Women of Achievement
1988
VISION
for a woman whose sensitivity to women’s needs
led her to tremendous achievements for women:
Marilou Awiakta
Writer Marilou Awiakta has said with deep conviction that “Nature is female, and nature is thought. Therefore, the thinking woman is one of the profound harmonies of the universe. Even with the efforts of the women’s movement, we’ve made slow progress in changing the American concept of women as sentiment: passive, all-giving, all-suffering. This concept is not true and it is damaging to women in our society.”
This belief has led her to give generously to many efforts to aid women: stopping violence against women, support of the ERA, and securing better treatment for female prisoners.

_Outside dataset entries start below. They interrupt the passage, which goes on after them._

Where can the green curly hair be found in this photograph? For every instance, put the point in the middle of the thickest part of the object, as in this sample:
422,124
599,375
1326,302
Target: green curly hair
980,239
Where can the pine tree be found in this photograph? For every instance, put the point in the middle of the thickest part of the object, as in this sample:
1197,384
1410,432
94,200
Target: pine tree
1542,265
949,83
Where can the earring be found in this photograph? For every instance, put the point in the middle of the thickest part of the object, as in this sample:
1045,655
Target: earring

She is on the board of the National Conference of Christians and Jews, the Women’s Network of the Girl Scout Council, and she chairs the literary panel of the Tennessee Arts Commission. She also is a founder of the Far Away Cherokee Association, which became the Native American Intertribal Association.

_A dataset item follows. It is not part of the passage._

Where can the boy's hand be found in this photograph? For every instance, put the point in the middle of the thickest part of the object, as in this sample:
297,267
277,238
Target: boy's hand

When friends speak of Marilou Awiakta, her intuitiveness is always mentioned first. This, combined with her skills in relating the familiar to the cosmic, is the basis for an appeal that cuts through barriers of class, race, age and gender. Her two books, “Abiding Appalachia: Where Mountain and Atom Meet” and “Rising Fawn and the Fire Mystery” were chosen for the U.S. Information Agency 1984 show “Women in the Contemporary World.”
She has read her poems on campuses across the nation, behind prison doors in Shelby County, and to countless children of Memphis.

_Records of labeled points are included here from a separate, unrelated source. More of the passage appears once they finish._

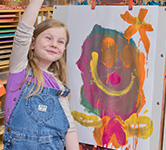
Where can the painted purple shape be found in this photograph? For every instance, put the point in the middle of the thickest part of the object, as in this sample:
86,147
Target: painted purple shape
114,78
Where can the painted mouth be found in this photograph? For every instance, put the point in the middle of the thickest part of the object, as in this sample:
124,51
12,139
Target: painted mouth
51,51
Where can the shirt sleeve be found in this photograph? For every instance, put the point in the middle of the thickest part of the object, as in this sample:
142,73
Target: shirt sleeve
21,45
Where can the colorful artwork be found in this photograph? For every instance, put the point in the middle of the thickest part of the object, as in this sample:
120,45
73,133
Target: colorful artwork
112,68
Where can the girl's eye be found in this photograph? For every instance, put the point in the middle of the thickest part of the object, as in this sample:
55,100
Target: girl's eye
61,42
47,37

Marilou Awiakta is a woman who knows who she is and helps us see who we are or may become. She lives her Native American tradition that calls for the true artist to help create harmony and healing in the environment. She has fused her Cherokee-Appalachian heritage with the experience of growing up on the atomic frontier in Oak Ridge, Tennessee, and through her writing, lectures and personal interactions, all the while sharing her unique vision with us all.
Marilou received the Distinguished Tennessee Writer Award in 1989 and the 1991 Outstanding Contribution to Appalachian Literature Award. Her third book, Selu: Seeking the Corn-Mother’s Wisdom was published in 1994. She and her work are profiled in the Oxford Companion to Women’s Writing in the United States 1994.